How does backpropagation work?


I created my first simple Neural Net on the paper. It has 5 inputs(data - float number from 0.0 to 10.0) and one output. Without hidden layers. For example at start my weights = [0.2, 0.2, 0.15, 0.15, 0.3]. Result should be in range like input data(0.0 - 10.0). For example network returned 8 when right is 8.5. How backprop will change weights? I know how grad.descent works but I can't understand how i should choose parameters of partial derivative. Help, please. I can elaborate something if you need. If you advise some literature (if possible then in simple English).


Solution

  • If you first start with 1, then continue to 2 and 3 respectively. I believe that you will be able to have a pretty strong understanding of how neural networks work.

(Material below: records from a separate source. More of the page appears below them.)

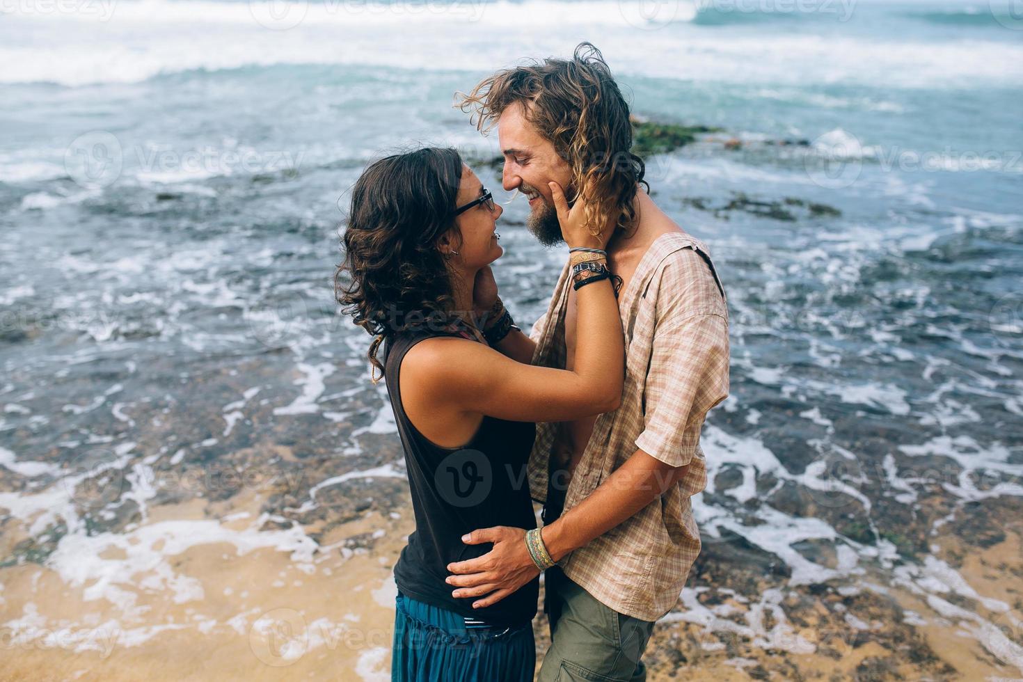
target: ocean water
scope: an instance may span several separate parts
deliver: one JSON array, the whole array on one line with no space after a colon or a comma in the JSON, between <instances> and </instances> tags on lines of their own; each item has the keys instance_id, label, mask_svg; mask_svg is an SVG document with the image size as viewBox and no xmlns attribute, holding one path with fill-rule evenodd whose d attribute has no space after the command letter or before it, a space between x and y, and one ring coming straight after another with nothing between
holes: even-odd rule
<instances>
[{"instance_id":1,"label":"ocean water","mask_svg":"<svg viewBox=\"0 0 1023 682\"><path fill-rule=\"evenodd\" d=\"M313 521L406 509L369 338L332 299L341 208L384 151L495 155L453 93L581 40L637 116L722 129L648 179L729 297L731 397L694 508L705 555L771 566L743 632L803 652L783 593L900 586L931 604L920 624L1023 672L1023 603L980 597L933 544L1004 538L1018 519L986 510L1023 498L1023 16L994 1L0 5L0 584L36 562L125 604L172 552L104 552L195 497L256 491L264 513L170 529L175 551L276 547L309 571L336 549ZM496 276L528 325L562 255L495 196ZM715 589L742 592L695 577L672 618L735 632L698 598ZM130 641L162 636L125 608Z\"/></svg>"}]
</instances>

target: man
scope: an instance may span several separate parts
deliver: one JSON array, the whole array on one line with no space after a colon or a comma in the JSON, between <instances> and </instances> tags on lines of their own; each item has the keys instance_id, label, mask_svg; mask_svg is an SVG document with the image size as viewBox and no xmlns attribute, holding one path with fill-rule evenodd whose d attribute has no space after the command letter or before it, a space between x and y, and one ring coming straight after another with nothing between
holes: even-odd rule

    1. Andrew Ng's Coursera videos, especially Lecture 9.1, Lecture 9.2, Lecture 9.4 and the others.
    2. Tom Michell's Machine Learning book's 4th Chapter
    3. Raul Rojas' Neural Networks, a Systematic Introduction, Chapter 4, 6 and 7. This is long, although very easy to follow and understand. Also it is a very nice and complete book (also freely available from the author's website).

    It's essential to start with understanding how one single perceptron is learned (which is what you have done). Once that is done, the others will not be too difficult.